E dalle campagne elettorali non ci tiriamo mai fuori, vista la frequenza con cui si presentano, nella nostra vita.

Non bisognerebbe accettare alcun ricatto. Una nazione democratica seria non propone ricatti, ma soluzioni. Tenere in considerazione non la salute e il lavoro, bilanciandoli, ma la salute e il lavoro in salute, che si bilanciano da soli.

E allora, cari dipendenti dell’ex Ilva, ci aspetteremmo da voi un rigurgito di dignità legato alla parola “lavoro”. Se, come si diceva un tempo, il lavoro nobilita, chiariteci cosa può esserci di nobilitante in un lavoro che costringe chi lo svolge ad ammalarsi e ammalare anche chi con quell’attività non c’entra nulla.

Chiariteci perché, per mantenere un’attività altamente inquinante, si sono dovuti perdere posti di lavoro a centinaia in lavori secolari e sostenibili, nel nostro territorio.

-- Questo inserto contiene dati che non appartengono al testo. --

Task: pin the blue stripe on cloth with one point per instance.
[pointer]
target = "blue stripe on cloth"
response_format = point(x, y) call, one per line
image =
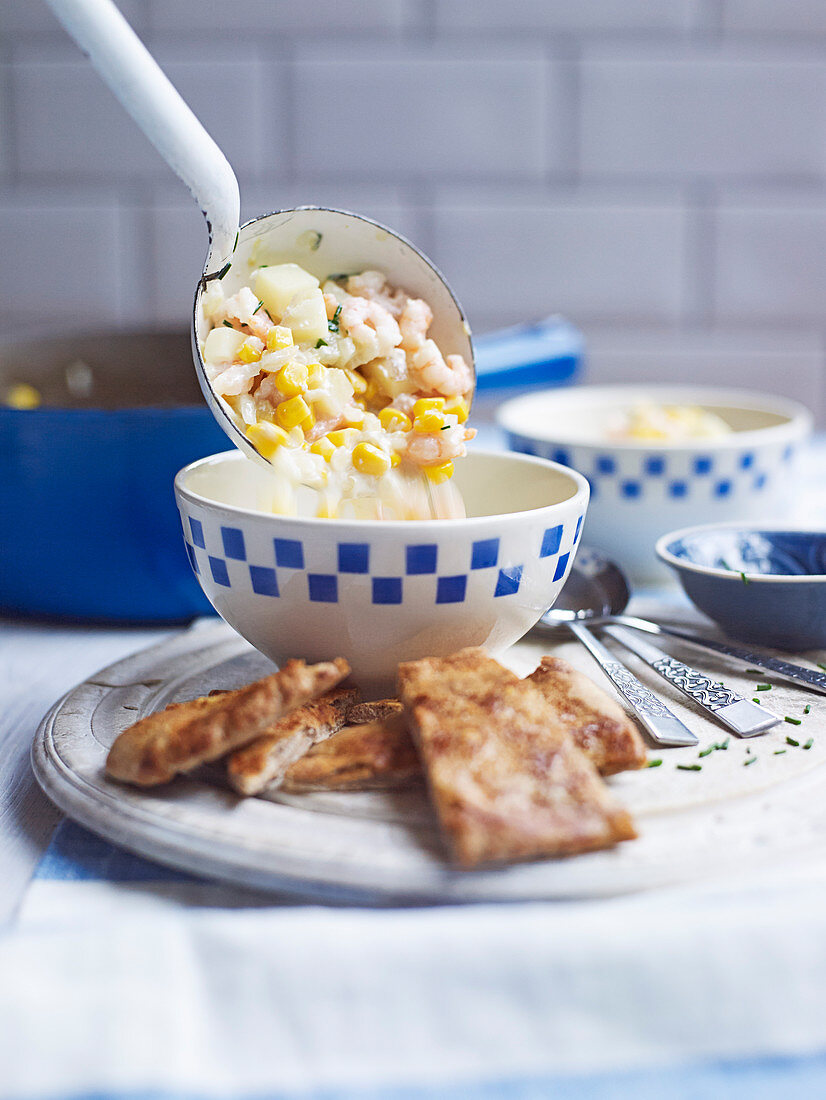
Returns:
point(77, 855)
point(751, 1079)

Chiariteci perché non riuscite ad abbandonare l’attuale padrone per cominciare a lavorare per Taranto, vostra e nostra Madre, pretendendo la chiusura, lo smantellamento degli impianti e le bonifiche.

Taranto è nella lista delle trenta zone di sacrificio dell’intero pianeta. Questo grazie anche a sindacalisti senza scrupoli che hanno piazzato degli enormi paraocchi ai dipendenti, ma lo è anche grazie a tutti quegli esseri umani che non hanno alcuna voglia di toglierselo, il paraocchi.

Noi saremo sempre e per sempre dalla parte di chi si è tolto il paraocchi.

Non sappiamo da che parte starete voi, lavoratori e cittadini.